Une équipe de chercheurs et de professionnels de santé tente de répondre à cette question à travers un projet consacré à la détection olfactive canine du cancer du sein à Cotonou. L’objectif n’est pas de remplacer les méthodes médicales existantes, mais d’explorer une piste complémentaire qui pourrait, à terme, contribuer à améliorer le dépistage précoce.
Derrière cette recherche, se trouve une réalité beaucoup plus familière : celle des femmes confrontées au cancer du sein, parfois diagnostiquées tardivement en raison de symptômes insuffisamment pris en compte, de difficultés d’accès aux soins ou encore du coût et de la disponibilité des examens médicaux.

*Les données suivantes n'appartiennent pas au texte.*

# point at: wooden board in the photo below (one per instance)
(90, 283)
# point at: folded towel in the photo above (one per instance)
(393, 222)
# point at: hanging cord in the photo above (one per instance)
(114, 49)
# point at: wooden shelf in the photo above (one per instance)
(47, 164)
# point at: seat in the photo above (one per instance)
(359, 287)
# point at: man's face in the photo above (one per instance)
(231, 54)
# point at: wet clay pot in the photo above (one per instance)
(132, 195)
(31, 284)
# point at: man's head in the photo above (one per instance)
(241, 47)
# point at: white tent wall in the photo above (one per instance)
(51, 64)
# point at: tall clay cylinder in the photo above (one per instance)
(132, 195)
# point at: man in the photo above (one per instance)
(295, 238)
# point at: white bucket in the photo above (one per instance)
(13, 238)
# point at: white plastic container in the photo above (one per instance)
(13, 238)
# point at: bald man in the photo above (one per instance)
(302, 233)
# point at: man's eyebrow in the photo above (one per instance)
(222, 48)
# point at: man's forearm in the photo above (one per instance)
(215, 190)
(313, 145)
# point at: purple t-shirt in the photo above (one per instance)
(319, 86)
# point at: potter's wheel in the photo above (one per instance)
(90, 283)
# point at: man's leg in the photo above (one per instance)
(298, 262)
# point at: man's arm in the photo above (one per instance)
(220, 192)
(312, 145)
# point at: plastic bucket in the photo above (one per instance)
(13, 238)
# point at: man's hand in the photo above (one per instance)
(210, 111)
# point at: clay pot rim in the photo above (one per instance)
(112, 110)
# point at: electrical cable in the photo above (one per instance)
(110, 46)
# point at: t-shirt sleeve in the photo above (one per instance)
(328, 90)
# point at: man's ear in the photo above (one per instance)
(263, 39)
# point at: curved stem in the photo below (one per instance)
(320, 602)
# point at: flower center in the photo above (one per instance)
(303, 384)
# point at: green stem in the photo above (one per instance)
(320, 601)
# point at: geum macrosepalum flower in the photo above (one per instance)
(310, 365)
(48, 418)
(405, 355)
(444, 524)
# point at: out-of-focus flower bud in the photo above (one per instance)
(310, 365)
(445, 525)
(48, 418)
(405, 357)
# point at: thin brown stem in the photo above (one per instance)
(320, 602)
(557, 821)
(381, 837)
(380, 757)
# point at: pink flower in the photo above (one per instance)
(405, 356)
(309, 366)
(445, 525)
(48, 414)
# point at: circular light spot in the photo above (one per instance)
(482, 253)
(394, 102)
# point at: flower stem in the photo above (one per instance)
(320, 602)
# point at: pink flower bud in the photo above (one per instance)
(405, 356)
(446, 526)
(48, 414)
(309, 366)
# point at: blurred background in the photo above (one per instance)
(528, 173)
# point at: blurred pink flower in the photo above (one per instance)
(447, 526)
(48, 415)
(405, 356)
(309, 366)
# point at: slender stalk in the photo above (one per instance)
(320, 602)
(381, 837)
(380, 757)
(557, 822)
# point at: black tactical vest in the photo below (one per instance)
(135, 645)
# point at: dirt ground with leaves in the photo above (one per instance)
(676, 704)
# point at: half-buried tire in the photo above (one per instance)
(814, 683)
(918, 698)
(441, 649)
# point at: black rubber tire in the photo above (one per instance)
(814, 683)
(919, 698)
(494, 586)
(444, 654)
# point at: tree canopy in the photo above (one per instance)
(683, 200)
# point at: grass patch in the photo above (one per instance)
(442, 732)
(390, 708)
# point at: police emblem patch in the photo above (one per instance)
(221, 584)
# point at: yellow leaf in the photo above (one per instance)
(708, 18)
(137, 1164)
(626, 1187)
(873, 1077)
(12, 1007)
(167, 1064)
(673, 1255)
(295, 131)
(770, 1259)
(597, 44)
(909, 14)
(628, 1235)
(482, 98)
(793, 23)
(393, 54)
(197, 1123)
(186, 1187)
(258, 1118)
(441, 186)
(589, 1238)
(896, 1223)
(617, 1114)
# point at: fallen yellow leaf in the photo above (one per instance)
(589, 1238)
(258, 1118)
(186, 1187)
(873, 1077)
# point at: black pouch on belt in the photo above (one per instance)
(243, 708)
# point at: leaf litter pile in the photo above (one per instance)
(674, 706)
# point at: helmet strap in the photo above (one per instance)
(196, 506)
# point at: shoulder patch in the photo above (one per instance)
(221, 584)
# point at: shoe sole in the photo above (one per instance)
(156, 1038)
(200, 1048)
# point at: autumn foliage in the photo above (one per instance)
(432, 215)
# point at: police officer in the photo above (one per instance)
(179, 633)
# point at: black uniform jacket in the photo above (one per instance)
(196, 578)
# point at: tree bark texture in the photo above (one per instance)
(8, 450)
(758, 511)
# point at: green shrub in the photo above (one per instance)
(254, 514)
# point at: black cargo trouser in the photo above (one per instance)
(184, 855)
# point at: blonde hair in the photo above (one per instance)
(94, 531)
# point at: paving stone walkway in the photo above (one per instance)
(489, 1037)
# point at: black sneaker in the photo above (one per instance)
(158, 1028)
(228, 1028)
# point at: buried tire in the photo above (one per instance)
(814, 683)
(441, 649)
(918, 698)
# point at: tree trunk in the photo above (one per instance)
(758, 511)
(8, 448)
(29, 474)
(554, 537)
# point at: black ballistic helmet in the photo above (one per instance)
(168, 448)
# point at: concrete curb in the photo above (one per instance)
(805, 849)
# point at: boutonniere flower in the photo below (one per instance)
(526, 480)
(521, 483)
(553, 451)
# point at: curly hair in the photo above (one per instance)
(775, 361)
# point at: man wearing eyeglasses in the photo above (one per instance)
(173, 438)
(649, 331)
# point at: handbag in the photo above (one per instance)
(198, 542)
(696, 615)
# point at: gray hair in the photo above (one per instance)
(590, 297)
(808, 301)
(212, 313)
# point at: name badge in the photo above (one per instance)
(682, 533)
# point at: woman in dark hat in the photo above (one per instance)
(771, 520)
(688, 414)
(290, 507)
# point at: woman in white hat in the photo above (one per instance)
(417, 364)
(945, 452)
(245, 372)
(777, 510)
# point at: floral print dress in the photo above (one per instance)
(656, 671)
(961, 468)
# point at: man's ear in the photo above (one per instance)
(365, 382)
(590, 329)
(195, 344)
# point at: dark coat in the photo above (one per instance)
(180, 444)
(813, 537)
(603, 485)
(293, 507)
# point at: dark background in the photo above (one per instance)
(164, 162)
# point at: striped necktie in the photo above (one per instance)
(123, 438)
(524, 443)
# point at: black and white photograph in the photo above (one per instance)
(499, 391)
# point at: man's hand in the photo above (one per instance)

Au Bénin comme dans de nombreux pays, la précocité du diagnostic constitue un enjeu majeur dans la prise en charge du cancer du sein. Plus la maladie est identifiée tôt, plus les possibilités de traitement peuvent être importantes. C’est dans ce contexte que l’association African Médical Détection Dogs (AfriMeDD) travaille avec la Faculté des Sciences de la Santé de l’Université d’Abomey-Calavi (FSS-UAC), le Centre National Hospitalier Universitaire Hubert Koutoukou Maga (CNHU-HKM) et le LEMACEN, autour d’une collaboration scientifique consacrée à la détection du cancer du sein par l’odorat canin.
L’approche repose sur une capacité bien particulière du chien : son odorat. Des composés chimiques associés à certaines maladies peuvent modifier l’odeur de prélèvements biologiques. Le projet de recherche vise à déterminer si des chiens spécialement entraînés peuvent reconnaître ces signatures olfactives et, surtout, si leurs performances peuvent être démontrées et validées selon des protocoles scientifiques rigoureux.
Pour les acteurs du projet, l’enjeu est précisément de partir du terrain, de construire une démarche adaptée au contexte local, puis de tester et de valider scientifiquement les solutions envisagées.
À terme, si les résultats de la recherche le permettent, l’odorat canin pourrait ainsi devenir un outil supplémentaire dans la lutte contre le cancer du sein.